Katharine Murphy’s list of political liabilities Scotty from Marketing is trying make disappear with blather, smoke and mirrors, and endless humbug is already awesome – even without Blarney Bulldust’s apparently heart-felt honesty as expressed to Brittany Higgins last year when on the back-bench.
And, all of this is before considering how Capt. Humbug has so honestly [not] responded to help Australians deal with/mitigate the accelerating growth of the existential global climate emergency driven by global warming. Humbug’s solution is the make the whole problem invisible in a cloud of smoke and fairy dust so that the COALition’s patrons in the fossil fuel and related industries have not been shut down by the time the electorate fully wakes up to oncoming catastrophic collapse of human civilization on the way to extinction.

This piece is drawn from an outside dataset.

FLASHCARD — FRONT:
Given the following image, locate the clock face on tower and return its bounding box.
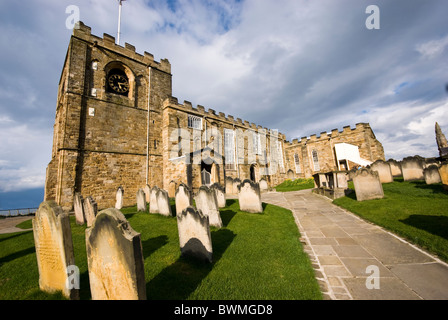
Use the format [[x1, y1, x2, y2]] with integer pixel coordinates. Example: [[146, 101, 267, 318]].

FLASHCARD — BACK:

Frustrated, frazzled and under siege – Scott Morrison’s faith in himself takes a hit: The prime minister may be bruised and showing hints of self-pity, but his supporters still believe he can win – and so does he
by Katharine Murphy, 05/02/2022
in The Guardian
Scott Morrison doesn’t have to imagine the things that could cost him government in a few months’ time. Chaos and animus closed in this week.
New South Wales – the division supposed to deliver the Coalition its fourth federal term – made a big show of resisting Morrison’s urgent electoral imperatives, and the brinkmanship of his proxies intent on shoring up their own preselections. Morrison needed tranquility, and the state division of the Liberal party obliged him by roiling.
The bushfire in the Coalition’s base also burned through to Canberra. Protesters opposed to vaccine mandates – Australians who feel economically and culturally dispossessed by the creep of government during pandemic – spilled up the forecourt of Parliament House. There were sovereign citizens, anti-vaxxers, doomsday preppers, Trumpers and enraged owner-drivers, yes; but also grey nomads with packed lunches, Thermos flasks and sunsmart hats. …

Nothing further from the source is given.